VOLKSOPERN-ABO WIRD WIENER LINIEN-FAHRSCHEIN:
Mit den Wiener Linien auf die Volksoper abfahren
Abonnentinnen und Abonnenten der Volksoper Wien fahren in der Saison 2008/09 gratis zu ihren Volksopern-Abo-Vorstellungen und wieder nach Hause.

Robert Meyer, Direktor der Volksoper
Im September 2007 übernahm Burgschauspieler Robert Meyer die Direktion des 1.337 Plätze fassenden Repertoiretheaters, Wiens einzigem Opern-, Operetten-, Musical- und Tanztheater.
Rasch gelang es ihm, aufgrund seiner Popularität und mit einem ambitionierten Spielplan Publikumsschichten zurückzugewinnen, die Auslastung von 78 % auf 84 % zu erhöhen und die Einnahmen zu steigern.
Spannendes und Unterhaltsames
Ausverkaufte Vorstellungen haben auch die Nachfrage nach Abonnements erhöht, garantieren diese doch fixe Karten für fünf Vorstellungen bei einer Ermäßigung von bis zu 40 % und ersparen Volksopernfans das lange Anstellen an der Kassa.
Bequemer kann man den attraktiven und vielseitigen Spielplan der Volksoper nicht genießen. Und dieser bietet auch in der kommenden Spielzeit Spannendes wie die Premiere von Ernst Kreneks Satire mit Musik „Kehraus um St. Stephan“ und Unterhaltsames wie die freche Opernparodie „Die lustigen Nibelungen“, die Robert Meyer selbst inszenieren wird.
Außerdem auf dem Programm steht die schmissige Berliner Operette „Der Vetter aus Dingsda“. Der glamouröse Broadway lässt grüßen, wenn Heinz Marecek den Musicalhit „Guys and Dolls“ in Szene setzt.
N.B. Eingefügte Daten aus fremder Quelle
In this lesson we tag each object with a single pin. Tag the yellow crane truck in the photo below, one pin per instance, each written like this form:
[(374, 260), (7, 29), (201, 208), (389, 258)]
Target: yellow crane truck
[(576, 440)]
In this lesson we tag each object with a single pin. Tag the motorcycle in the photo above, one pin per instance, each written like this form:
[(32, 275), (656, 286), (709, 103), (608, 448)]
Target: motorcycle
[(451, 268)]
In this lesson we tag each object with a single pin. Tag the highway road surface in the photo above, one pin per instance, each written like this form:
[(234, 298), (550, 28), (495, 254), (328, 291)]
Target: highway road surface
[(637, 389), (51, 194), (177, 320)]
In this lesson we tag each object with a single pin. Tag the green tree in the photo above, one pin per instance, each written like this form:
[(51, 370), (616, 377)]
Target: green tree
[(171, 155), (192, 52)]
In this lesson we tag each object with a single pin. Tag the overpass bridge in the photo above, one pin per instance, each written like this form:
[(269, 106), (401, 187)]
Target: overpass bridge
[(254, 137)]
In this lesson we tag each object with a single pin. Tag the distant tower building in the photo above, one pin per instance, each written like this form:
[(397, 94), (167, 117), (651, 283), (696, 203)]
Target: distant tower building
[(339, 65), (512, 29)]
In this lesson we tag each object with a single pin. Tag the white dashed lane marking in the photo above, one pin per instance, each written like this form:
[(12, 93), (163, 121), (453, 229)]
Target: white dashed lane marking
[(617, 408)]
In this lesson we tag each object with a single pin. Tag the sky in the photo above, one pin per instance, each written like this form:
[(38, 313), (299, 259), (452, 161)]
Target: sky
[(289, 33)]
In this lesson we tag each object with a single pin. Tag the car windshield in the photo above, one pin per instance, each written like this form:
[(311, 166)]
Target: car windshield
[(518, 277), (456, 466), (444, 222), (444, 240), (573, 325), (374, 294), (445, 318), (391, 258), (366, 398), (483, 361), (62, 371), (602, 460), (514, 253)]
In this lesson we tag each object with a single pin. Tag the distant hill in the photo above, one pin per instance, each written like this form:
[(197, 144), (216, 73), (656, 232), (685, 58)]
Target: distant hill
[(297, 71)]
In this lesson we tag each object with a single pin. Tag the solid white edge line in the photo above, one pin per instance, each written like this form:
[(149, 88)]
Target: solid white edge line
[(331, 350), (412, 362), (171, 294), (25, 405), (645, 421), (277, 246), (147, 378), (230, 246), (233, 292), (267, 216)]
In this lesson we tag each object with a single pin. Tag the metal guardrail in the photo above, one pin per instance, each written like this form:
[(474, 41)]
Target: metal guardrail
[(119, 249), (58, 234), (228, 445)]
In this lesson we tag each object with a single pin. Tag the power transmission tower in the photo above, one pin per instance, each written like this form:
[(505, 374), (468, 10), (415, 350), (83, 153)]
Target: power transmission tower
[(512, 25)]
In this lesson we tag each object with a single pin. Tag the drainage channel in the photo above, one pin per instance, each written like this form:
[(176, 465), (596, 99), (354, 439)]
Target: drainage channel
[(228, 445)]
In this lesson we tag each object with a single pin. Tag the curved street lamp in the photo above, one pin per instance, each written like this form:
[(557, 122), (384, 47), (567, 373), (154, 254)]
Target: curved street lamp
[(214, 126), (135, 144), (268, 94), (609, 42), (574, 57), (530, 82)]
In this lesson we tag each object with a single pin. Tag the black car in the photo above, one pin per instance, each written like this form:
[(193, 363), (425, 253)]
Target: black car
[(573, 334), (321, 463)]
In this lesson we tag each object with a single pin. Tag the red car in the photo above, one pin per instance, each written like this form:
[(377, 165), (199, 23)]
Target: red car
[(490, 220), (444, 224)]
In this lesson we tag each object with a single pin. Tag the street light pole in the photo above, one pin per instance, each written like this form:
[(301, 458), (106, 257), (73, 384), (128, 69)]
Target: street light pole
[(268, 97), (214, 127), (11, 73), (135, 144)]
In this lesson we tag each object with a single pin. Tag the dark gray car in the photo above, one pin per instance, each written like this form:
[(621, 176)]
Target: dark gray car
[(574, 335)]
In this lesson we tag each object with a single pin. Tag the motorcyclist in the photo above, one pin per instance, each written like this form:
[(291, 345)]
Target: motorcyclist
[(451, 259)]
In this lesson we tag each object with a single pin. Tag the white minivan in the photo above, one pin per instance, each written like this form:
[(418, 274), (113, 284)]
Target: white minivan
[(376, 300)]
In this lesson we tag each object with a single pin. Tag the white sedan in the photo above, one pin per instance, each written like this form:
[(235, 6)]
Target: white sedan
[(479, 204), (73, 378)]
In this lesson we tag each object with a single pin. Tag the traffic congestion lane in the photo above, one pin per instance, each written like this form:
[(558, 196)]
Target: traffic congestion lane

Und natürlich darf in einem Puccini-Jahr dessen weltberühmte Oper „Tosca“ nicht fehlen.
101 Jahre nach der Wiener Erstaufführung in der Volksoper kehrt das Meisterwerk anlässlich des 150. Geburtstages des Komponisten wieder an den Währinger Gürtel zurück. Richard Strauss’ Meisterwerk „Ariadne auf Naxos“ sowie Daniel-François-Esprit Aubers reizvolle Spieloper „Fra Diavolo“ und das beliebte Ballett „Der Nussknacker“ sind weitere Premieren-Highlights der kommenden Saison.
Ein vielseitiges Repertoire
Doch auch das vielseitige Repertoire der Volksoper beweist mit zahlreichen ausverkauften Vorstellungen seine Strahlkraft. Das Erfolgsmusical „Anatevka“ zählt ebenso zu den großen Publikumshits wie „My Fair Lady“ oder die „Dauerbrenner“ „Die Zauberflöte“, „Die Fledermaus“ und „Die lustige Witwe“.
Die umjubelte Eröffnungspremiere der Direktion Robert Meyer „Orpheus in der Unterwelt“ wird 2008/09 ebenso wieder zu sehen sein wie sein umwerfend komischer „Tannhäuser in 80 Minuten“. Opernglück versprechen Meisterwerke wie „Carmen“, „Turandot“, „La Traviata“, „Madama Butterfly“, „La Bohème“, „Der Barbier von Sevilla“, „Hänsel und Gretel“ und „Hoffmanns Erzählungen“.
Groß und Klein waren angetan von dem witzigen und unterhaltsamen Ballettstück „Max und Moritz“, und mit dem Ballett „Tanzhommage an Queen“ kommen auch Rockfans auf ihre Kosten.
Wiener Linien inklusive
Abonnenten der Volksoper Wien fahren in der Saison 2008/09 gratis mit den Wiener Linien zu ihren Abo-Vorstellungen und wieder nach Hause. Und wer bis zum 16. Mai ein neues Abonnement für die Saison 2008/09 bestellt, erhält einen Gutschein für eine Gratiskarte in der gleichen Sitzplatzkategorie für den Zeitraum Mai/Juni 2008 – ausgenommen sind Premieren und Gastspiele.